One in Eight U.S. Households with Infants is Food Insecure

Washington, DC – One in eight U.S. households with infants (12.5 percent) reports being “food insecure”, according to a new analysis by Child Trends.  “Food insecure” is defined by the U.S. Department of Agriculture to be “limited or uncertain availability of nutritionally adequate and safe foods.”

 

Additionally:

 

  • Among households with low-birthweight infants—infants born weighing less than 5.5 pounds—about one in seven (14.4 percent) is food insecure.

 

  • Among poor households with infants, nearly three in 10 (28.9 percent) report food insecurity.
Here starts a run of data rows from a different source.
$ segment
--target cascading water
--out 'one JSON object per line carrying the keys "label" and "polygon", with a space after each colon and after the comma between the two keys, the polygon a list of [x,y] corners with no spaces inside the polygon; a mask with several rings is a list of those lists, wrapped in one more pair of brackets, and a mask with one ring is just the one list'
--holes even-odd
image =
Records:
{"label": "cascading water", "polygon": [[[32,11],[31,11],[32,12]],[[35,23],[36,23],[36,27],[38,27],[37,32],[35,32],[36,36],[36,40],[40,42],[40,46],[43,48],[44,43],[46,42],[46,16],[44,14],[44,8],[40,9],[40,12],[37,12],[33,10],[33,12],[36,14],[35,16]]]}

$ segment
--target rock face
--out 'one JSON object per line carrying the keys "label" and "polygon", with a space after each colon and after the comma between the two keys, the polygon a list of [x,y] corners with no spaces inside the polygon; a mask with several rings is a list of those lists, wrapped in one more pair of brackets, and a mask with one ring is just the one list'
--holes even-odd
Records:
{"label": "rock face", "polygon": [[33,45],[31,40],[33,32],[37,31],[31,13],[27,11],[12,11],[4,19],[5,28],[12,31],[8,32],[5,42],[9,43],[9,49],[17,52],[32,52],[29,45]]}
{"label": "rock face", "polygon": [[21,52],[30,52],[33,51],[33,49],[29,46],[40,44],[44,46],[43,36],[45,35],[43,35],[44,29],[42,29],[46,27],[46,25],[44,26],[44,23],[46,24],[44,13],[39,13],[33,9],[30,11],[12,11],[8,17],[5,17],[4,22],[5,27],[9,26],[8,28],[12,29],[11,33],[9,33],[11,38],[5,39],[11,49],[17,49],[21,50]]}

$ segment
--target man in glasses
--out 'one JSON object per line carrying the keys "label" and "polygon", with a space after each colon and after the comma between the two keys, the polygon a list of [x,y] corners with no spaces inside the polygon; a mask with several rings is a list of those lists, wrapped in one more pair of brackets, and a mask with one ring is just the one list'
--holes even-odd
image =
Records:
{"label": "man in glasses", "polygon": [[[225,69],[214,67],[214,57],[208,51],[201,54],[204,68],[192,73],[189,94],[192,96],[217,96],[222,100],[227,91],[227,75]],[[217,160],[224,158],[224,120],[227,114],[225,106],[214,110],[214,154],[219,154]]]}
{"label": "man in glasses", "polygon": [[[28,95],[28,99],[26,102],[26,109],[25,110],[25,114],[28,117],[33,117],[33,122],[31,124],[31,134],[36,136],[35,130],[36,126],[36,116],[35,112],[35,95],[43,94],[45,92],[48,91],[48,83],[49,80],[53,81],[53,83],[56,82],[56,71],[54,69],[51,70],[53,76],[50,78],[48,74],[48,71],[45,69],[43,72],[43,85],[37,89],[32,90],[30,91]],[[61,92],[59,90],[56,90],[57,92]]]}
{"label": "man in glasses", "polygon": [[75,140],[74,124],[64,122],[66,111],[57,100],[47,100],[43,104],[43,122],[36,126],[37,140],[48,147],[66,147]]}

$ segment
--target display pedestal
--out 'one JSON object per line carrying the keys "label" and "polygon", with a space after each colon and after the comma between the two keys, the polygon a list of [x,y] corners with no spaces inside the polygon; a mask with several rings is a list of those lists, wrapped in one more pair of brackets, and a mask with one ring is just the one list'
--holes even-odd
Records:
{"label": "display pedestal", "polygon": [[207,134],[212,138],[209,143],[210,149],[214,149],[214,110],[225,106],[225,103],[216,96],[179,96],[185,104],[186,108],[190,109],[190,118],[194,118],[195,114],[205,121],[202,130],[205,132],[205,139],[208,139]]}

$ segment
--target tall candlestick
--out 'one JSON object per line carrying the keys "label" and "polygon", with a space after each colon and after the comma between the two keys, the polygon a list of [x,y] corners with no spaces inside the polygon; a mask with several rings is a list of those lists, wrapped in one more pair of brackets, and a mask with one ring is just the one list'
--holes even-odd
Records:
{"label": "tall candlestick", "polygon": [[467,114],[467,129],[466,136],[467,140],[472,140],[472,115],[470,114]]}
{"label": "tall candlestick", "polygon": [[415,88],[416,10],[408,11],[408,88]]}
Child Trends’ findings are presented in a new research brief, Food Insecurity and Overweight among Infants and Toddlers: New Insights into a Troubling Linkage, by Jacinta Bronte-Tinkew, Ph.D., Martha Zaslow, Ph.D., Randolph Capps, Ph.D., and Allison Horowitz, B.A.

 

The brief also links food insecurity with maternal depression, poor parenting, and—paradoxically—overweight toddlers.

 

Among the findings:

 

  • Young children living in households with very low food security are 61 percent more likely to be overweight than are young children living in food-secure households.
  • Mothers living in food-insecure households are significantly more likely to report symptoms of depression than are mothers living in food-secure households.

 

  • Parents in food-insecure households have less positive interactions with their infant children, such as less responsiveness to infant distress and less behavior directed at fostering their babies’ social and emotional growth.

“Reducing food insecurity among families with infants is critical for children’s later development,” says Jacinta Bronte-Tinkew, Ph.D., who is the lead author of the report.

 

The research brief draws on data released in 2006 from the Early Childhood Longitudinal Study—Birth Cohort.

 

Research for the brief was supported by a grant from the U.S. Department of Agriculture – Economic and Research Service.